L’ultimatum des syndicats a provoqué l’annulation de la tripartite, remplacée par un simple conseil de gouvernement. L’apparente futilité de la manoeuvre syndicale recèle pourtant des subtilités tactiques et stratégiques.
« Je n’ai pas envie de continuer à perdre du temps » et « Les positions du patronat sont excessives et ne permettent pas le dialogue », voilà les raisons données par Jean-Claude Reding (OGBL) et Romain Wolff (CGFP) pour justifier l’ultimatum lancé à l’Union des entreprises luxembourgeoises mardi dernier. Depuis, cela a conduit à l’annulation de la tripartite, puisque l’UEL a refusé de se plier, exliquant que les positions incriminées étaient connues depuis longtemps.
Disons le franchement, dans la réaction extrême des syndicats il y a une part d’hystérie et d’hypocrisie. Certes, les positions patronales ne sont pas précisément conciliantes. Mais cela est de bonne guerre et ne justifie pas vraiment la rupture des négociations.
Alors, qu’est-ce qui a poussé les syndicats à marquer le coup de cette manière ? Théoriquement, l’ultimatum aurait pu amener le patronat à faire marche arrière, ou, à défaut, entraîner le gouvernement à dénoncer à son tour l’attitude patronale. En pratique, il y avait peu de chances qu’il provoque autre chose qu’une annulation pure et simple de la tripartite.
Peut-être était-ce l’un des buts recherchés. On notera que le recours au gros bâton que constitue l’ultimatum s’accompagne de paroles relativement douces : les syndicats ne refusent plus le principe d’une modulation de l’indexation jusqu’à la fin 2014, mais exigent des contreparties. D’une part, ils demandent « un engagement clair du gouvernement en faveur du maintien du système d’indexation », d’autre part, ils lui soumettent une liste de « mesures sociales et fiscales ». De fait, pour sa « monopartite » de vendredi, le gouvernement a le feu vert côté indexation et l’embarras du choix pour les mesures compensatoires. Cela ressemble un peu au scénario de 2010, quand l’échec de la tripartite avait été suivi par des négociations bilatérales pour amadouer et les syndicats et le patronat.
L’avantage pour les syndicats sera de ne pas devoir assumer les concessions faites, tout en obtenant des compensations par après.

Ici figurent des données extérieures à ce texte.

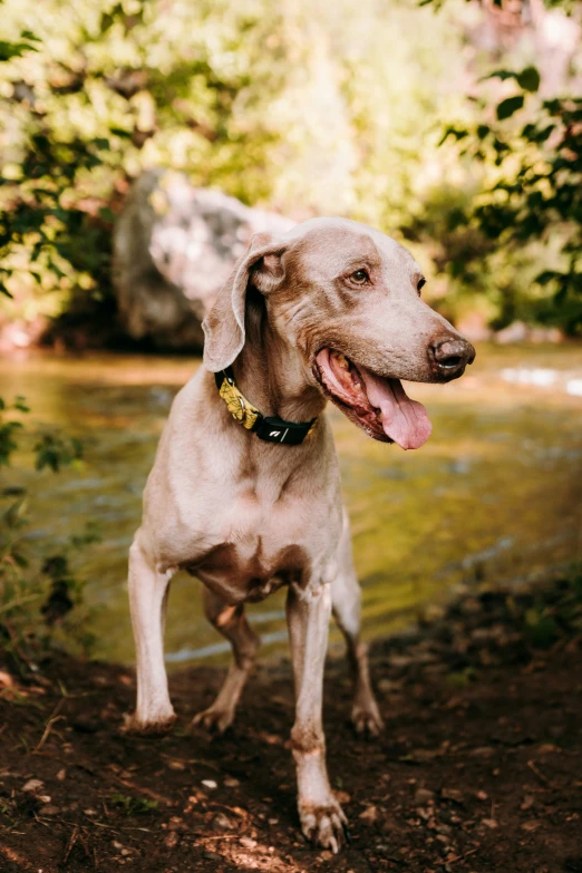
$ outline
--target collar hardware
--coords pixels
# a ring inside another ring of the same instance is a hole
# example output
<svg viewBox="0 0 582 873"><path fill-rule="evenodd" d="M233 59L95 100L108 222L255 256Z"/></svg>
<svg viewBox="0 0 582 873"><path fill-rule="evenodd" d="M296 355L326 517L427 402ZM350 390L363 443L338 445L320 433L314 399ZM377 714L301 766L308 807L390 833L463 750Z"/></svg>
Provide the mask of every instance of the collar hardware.
<svg viewBox="0 0 582 873"><path fill-rule="evenodd" d="M278 416L263 416L236 387L232 367L214 374L214 378L232 417L264 443L299 446L314 430L317 418L311 421L285 421Z"/></svg>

Leur problème sera que la marge de manoeuvre financière du gouvernement apparaît assez réduite. Cela pourrait amener le CSV à adopter une posture intransigeante, acculant les ministres socialistes une nouvelle fois à un cruel dilemme : rompre avec les chrétiens-sociaux ou s’entredéchirer au sein du LSAP. Cependant, les conséquences d’un tel scénario sont imprévisibles pour l’ensemble des acteurs.
Au-delà de ces considérations d’ordre tactique, le choix d’un ultimatum collectif et public reflète aussi les options stratégiques prises par Jean-Claude Reding. Face à la menace d’un démantèlement social, le président de l’OGBL s’est employé depuis des années à forger un front syndical englobant notamment la CGFP. Et dès avril 2010, il a innové en convoquant une conférence de presse sur les négociations tripartites en cours. Prendre à témoin l’opinion publique face au démantèlement social envisagé par le patronat et le ministre des finances avait cette fois-là réussi partiellement.
Le problème c’est que, pour s’adresser au grand public, il faut un message clair. Or la discussion sur l’indexation est assez technique, et de plus les concessions annoncées mardi dernier brouillent la transmission. Une autre partie du message véhiculé est cependant très claire : les syndicats défendent les intérêts des « gens » contre les patrons et les « riches ». Une formule idéalisant le rôle des syndicats, mais qui passe bien en temps de crise. Et qui sert les desseins de Jean-Claude Reding : il sera en effet difficile pour ses deux partenaires stratégiques, la CGFP et le LSAP, de se démarquer de ce principe.